Taking a page from the classic Little Women, Brooks considers the possible fate of Mr. March, the father from Louisa May Alcott's novel, gone to the Civil War while his dutiful family waits behind. In difficult financial straights since an injudicious investment, March's family has adapted to their reduced fortunes, valuing the fruits of the mind over material possessions, all convinced "that the greater part of a man's duty consists in abstaining from much that he is in the habit of consuming."

A learned man who has traveled the country in his youth, Mr. March is later content to raise his four daughters in a pastoral landscape in Concord, Connecticut, with esteemed neighbors and fellow philosophers Ralph Waldo Emerson and Henry David Thoreau.

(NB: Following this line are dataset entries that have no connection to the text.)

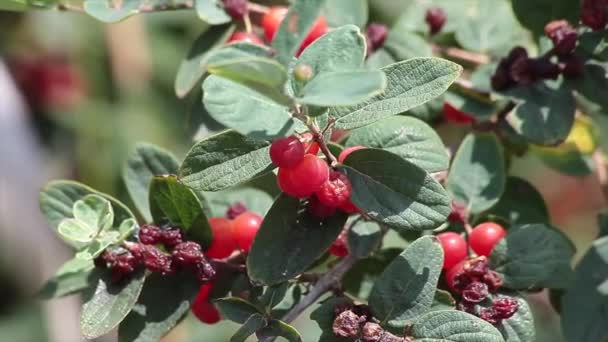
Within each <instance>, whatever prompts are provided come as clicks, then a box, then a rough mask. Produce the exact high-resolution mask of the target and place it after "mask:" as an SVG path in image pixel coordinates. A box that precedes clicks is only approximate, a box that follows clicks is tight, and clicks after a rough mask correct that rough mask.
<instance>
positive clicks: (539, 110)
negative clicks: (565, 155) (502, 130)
mask: <svg viewBox="0 0 608 342" xmlns="http://www.w3.org/2000/svg"><path fill="white" fill-rule="evenodd" d="M509 95H511V96H513V97H514V98H513V100H514V101H515V102H516V103H517V105H516V106H515V109H513V111H512V112H510V113H509V114H508V115H507V117H506V121H507V123H508V124H509V125H510V126H511V127H512V128H513V129H514V130H515V132H516V133H518V134H519V135H521V136H522V137H523V138H524V139H525V140H526V141H527V142H530V143H533V144H539V145H555V144H558V143H560V142H562V141H563V140H564V139H566V137H567V136H568V133H570V129H571V128H572V125H573V123H574V113H575V110H576V104H575V102H574V97H573V96H572V92H571V90H570V89H569V88H568V87H566V86H564V85H562V86H556V85H554V84H550V83H548V82H544V83H543V82H537V83H536V84H534V85H531V86H527V87H518V88H515V89H513V90H511V91H509Z"/></svg>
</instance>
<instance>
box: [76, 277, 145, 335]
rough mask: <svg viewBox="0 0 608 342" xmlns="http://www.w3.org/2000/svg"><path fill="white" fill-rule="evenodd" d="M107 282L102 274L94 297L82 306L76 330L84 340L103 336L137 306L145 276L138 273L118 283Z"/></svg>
mask: <svg viewBox="0 0 608 342" xmlns="http://www.w3.org/2000/svg"><path fill="white" fill-rule="evenodd" d="M110 278H111V277H110V274H106V275H104V276H103V277H102V278H101V279H99V283H98V284H97V288H96V289H95V291H94V293H92V294H91V296H90V297H89V298H88V299H87V300H86V301H85V303H84V305H83V306H82V312H81V316H80V330H81V332H82V335H83V336H84V337H86V338H96V337H99V336H101V335H105V334H107V333H108V332H110V331H111V330H112V329H114V328H116V326H118V324H119V323H120V322H122V320H123V319H124V318H125V317H126V316H127V314H129V312H130V311H131V309H133V306H134V305H135V303H136V302H137V298H138V297H139V294H140V292H141V289H142V287H143V284H144V279H145V275H144V272H143V271H140V272H137V273H135V274H133V275H132V276H131V278H130V279H128V280H125V281H121V282H119V283H114V282H112V280H111V279H110Z"/></svg>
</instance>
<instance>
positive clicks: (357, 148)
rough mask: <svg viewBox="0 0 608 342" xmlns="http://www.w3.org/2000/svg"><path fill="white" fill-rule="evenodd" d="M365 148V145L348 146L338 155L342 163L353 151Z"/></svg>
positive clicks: (340, 162) (353, 151) (343, 162)
mask: <svg viewBox="0 0 608 342" xmlns="http://www.w3.org/2000/svg"><path fill="white" fill-rule="evenodd" d="M364 148H365V146H352V147H347V148H345V149H344V150H342V152H340V155H339V156H338V161H339V162H340V163H344V160H345V159H346V157H348V156H349V155H350V154H351V153H353V152H355V151H358V150H362V149H364Z"/></svg>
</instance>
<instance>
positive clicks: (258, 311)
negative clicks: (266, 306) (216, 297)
mask: <svg viewBox="0 0 608 342" xmlns="http://www.w3.org/2000/svg"><path fill="white" fill-rule="evenodd" d="M213 302H214V303H215V305H217V308H218V310H220V312H221V313H222V316H224V317H226V318H227V319H229V320H231V321H233V322H236V323H241V324H243V323H245V322H246V321H247V319H248V318H249V317H250V316H251V315H254V314H256V313H263V312H262V311H260V309H258V308H257V307H256V306H255V305H253V304H251V303H249V302H248V301H246V300H244V299H242V298H239V297H229V298H220V299H217V300H215V301H213Z"/></svg>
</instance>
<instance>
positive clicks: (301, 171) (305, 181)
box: [278, 154, 329, 198]
mask: <svg viewBox="0 0 608 342" xmlns="http://www.w3.org/2000/svg"><path fill="white" fill-rule="evenodd" d="M328 178H329V167H328V166H327V163H325V161H323V160H321V159H319V158H317V156H313V155H312V154H307V155H305V156H304V158H303V159H302V161H300V162H299V163H298V165H296V166H295V167H294V168H293V169H279V175H278V181H279V187H280V188H281V190H283V192H285V193H287V194H288V195H290V196H293V197H297V198H306V197H308V196H310V195H312V194H313V193H315V192H316V191H318V190H319V189H320V188H321V185H323V183H325V181H327V179H328Z"/></svg>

For her part, Mrs. Marsh (Marmee) is an abolitionist in spirit and action, while many northerners are still mired in discussions about the morality of slavery. A long-time member of the Underground Railroad, Marmee is fondest of her husband's nature when he supports her anti-slavery convictions with equal fervor.

Although older than most Union soldiers, Marsh joins the war effort as a chaplain. Broad-minded to a fault, March extends comfort to the injured and dying, torn by the violence around him and the extreme youth of soldiers on both sides. While Marsh believes the war is motivated by the noble effort to free the slaves, he is not oblivious to other realities involved and many of the Union soldiers are there by conscription.

The dialog is perfect, relative to the era and prone to prodigious verbiage. Nor is March suffering from a lack of moral persuasion, so conscience-riddled as to be a bit of a bore, rich in character if not in goods. However, excessive wordiness is also the flaw in this novel, an exercise in moral demagoguery that is appropriate to the age, but often tedious and lacking in passion. One wants March (and his beloved Marmee for that matter) to be a bit more human. For every flawed decision March agonizes over, he suffers equal self-flagellation. Even after a nearly mortal illness, March perseveres, pulling himself together lest his family be sullied by his faults.

On the positive side, the naive beliefs of the abolitionists are examined, revealing the barbarism and sadism that exist in any war. There is profit to be made, exploitation of the unfortunate and greed in excess, regardless of noble intent. Prejudice is not constrained by geography, righteousness a flagrant cloak, frequently hiding the truth of war.

Most of the novel is in first-person perspective, but final chapters are from other viewpoints, Mrs. March and the ex-slave, Grace Clement, where the novel finally comes to life. If only the entire book offered this occasional change of perspective. Instead, March carries the burden of the plot; unfortunately, it is the reader's burden as well. Brooks is an excellent writer, with the potential to enliven historical perspective. In future novels, I hope the author's characters are allowed to breathe humanity into the facts that cost the blood of thousands. Luan Gaines/ 2005.